Der Vf. bringt viele gute Beobachtungen sowohl zu einzelnen
Büchern oder Aufsätzen als auch zu verschiedenen Problemen der
Ockhamforschung, die ihn als einen aufmerksamen Leser zeigen,
der durchaus seine eigene Meinung hat, die er aber nur mittelbar
zum Ausdruck bringen kann, weil die gestellte Aufgabe ihn ja auf
die besonnene Vermittlung beschränkt.

Das Ergebnis muß natürlich auch einigermaßen ein mittelbares
sein, nämlich ein Versuch, Ockham im Sinne Böhners geschichtlich
einzureihen. Weil es hier nicht möglich ist, die vielen
behandelten Probleme auch nur zu nennen, die der Vf. bespricht,
muß es genügen, ganz allgemein folgendes zu sagen: auf allen
Gebieten meint der Vf. feststellen zu können, daß Ockham keinen
Bruch in der Geschichte der Scholastik darstellt, sondern daß er
einfach einer unter viefen, jedoch ein höchst bedeutender war.
Ockham bleibt in der Kontinuität. »(Ockham) wollte an seinem
geschichtlichen Ort die Probleme im Sinne der Scholastik lösen,
er wollte eine Synthese zwischen einer veränderten Philosophie
und einer franziskanischen Theologie herstellen" (S. 338). Zu diesem
Ergebnis kommt der Vf., nachdem er all die alten Vorwürfe
gegen Ockham als Skeptiker, Antimetaphysiker, spitzfindiger Logiker
, kurz: Neuerer und damit Zerstörer der Scholastik zurückgewiesen
hat. Das ist alles sehr richtig. So sieht es aus, wenn man
mit Scholastik eben die Scholastik des Mittelalters und nicht etwa
den Neuthomismus und seine Lieblingsideen über das Mittelalter
meint. Daß diese Lieblingsideen im Mittelalter selbst nicht standhielten
, sondern immer mehr kritisiert wurden, sowohl von der
Aristotelesinterpretation her als auch vom theologischen Standpunkt
, ist wirklich nicht eine Einzelleistung Ockhams.

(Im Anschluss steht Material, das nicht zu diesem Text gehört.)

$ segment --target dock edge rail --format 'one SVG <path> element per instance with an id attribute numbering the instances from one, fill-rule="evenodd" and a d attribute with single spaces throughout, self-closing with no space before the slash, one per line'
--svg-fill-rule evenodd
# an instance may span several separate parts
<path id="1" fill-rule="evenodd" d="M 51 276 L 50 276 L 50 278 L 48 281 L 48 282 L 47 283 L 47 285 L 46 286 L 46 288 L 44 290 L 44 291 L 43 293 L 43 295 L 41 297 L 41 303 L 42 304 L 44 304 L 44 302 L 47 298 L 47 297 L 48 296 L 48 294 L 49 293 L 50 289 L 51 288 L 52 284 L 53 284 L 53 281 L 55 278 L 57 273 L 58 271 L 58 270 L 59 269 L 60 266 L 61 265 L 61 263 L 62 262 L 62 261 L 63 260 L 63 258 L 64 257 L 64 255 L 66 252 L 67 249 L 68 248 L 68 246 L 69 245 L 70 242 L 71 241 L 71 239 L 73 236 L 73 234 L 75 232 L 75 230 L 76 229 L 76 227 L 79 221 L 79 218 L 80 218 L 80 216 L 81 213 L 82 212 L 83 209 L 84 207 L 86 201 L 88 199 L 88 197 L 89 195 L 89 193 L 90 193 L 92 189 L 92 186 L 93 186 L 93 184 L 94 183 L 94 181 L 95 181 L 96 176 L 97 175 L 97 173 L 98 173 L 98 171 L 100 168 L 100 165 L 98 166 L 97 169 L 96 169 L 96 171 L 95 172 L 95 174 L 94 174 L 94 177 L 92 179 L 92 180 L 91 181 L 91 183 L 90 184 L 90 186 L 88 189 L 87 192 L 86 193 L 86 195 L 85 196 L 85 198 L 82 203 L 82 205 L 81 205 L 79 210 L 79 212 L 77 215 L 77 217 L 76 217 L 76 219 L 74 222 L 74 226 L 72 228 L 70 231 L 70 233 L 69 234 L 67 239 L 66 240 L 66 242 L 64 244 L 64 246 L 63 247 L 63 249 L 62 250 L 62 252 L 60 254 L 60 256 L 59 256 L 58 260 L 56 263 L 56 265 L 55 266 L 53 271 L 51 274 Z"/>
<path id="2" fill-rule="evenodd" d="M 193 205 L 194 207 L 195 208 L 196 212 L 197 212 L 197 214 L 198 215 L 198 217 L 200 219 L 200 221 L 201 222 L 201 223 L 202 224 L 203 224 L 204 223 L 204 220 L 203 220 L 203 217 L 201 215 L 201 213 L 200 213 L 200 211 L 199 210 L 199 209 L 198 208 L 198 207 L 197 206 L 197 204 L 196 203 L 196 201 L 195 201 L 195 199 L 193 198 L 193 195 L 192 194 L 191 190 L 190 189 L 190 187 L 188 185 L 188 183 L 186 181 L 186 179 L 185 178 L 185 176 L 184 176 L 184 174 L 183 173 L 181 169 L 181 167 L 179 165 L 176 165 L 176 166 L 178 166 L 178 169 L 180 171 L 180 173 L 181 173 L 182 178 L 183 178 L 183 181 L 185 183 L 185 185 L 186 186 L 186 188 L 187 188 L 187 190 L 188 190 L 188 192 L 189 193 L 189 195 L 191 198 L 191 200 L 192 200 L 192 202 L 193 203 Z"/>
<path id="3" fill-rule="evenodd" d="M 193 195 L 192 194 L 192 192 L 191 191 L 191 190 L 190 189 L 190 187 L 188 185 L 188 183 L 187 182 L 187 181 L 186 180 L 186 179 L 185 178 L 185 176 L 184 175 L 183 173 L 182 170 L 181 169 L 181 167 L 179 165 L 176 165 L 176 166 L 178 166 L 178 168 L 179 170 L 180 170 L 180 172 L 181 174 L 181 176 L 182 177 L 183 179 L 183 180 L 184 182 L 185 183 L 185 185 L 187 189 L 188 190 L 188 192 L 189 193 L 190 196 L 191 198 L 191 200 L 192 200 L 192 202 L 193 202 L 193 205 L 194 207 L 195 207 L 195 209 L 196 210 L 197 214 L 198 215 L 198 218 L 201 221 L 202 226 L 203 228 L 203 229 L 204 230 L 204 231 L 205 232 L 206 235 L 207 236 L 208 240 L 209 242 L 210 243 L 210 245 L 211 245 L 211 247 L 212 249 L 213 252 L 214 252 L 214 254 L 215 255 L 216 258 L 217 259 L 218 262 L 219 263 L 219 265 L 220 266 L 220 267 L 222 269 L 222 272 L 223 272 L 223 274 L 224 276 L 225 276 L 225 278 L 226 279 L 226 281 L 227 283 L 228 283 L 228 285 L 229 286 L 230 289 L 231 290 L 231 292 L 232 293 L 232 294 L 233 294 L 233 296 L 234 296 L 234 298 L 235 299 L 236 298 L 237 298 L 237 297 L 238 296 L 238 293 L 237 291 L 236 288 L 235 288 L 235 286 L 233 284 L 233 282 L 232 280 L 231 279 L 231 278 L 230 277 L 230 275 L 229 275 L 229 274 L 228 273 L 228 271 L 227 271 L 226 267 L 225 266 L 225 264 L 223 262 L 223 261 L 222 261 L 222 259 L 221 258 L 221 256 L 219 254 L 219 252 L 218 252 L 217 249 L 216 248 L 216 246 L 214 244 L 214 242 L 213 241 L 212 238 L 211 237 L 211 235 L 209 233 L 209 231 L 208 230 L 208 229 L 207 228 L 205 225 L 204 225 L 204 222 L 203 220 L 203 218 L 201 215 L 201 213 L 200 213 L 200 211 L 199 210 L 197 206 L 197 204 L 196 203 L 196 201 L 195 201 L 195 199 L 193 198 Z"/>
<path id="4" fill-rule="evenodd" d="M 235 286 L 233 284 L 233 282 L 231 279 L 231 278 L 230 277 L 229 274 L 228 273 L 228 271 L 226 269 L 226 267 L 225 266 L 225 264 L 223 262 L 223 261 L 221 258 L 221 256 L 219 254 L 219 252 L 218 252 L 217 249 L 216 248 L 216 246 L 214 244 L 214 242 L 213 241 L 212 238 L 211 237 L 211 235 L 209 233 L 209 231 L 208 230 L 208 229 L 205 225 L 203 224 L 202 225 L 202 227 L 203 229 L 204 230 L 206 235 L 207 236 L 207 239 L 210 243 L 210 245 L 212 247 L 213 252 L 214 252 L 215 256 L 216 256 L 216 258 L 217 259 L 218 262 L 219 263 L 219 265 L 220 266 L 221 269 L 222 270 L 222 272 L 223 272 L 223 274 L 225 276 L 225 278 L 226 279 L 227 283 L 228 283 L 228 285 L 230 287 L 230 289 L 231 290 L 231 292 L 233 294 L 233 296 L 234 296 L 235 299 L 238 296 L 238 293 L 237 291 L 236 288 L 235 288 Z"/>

Er blieb,
wie der Vf. gut hervorhebt, in der Kontinuität, d. h. er reagierte
auf die Probleme der Zeit, in der er lebte. Darin ist an sich
nichts Sonderbares. Geschichtlich gesehen war er kein „Synthesensprenger
", denn die Synthese, an die man meistens denkt, wenn
man so über über Ockham redet, war historisch längstens dahin.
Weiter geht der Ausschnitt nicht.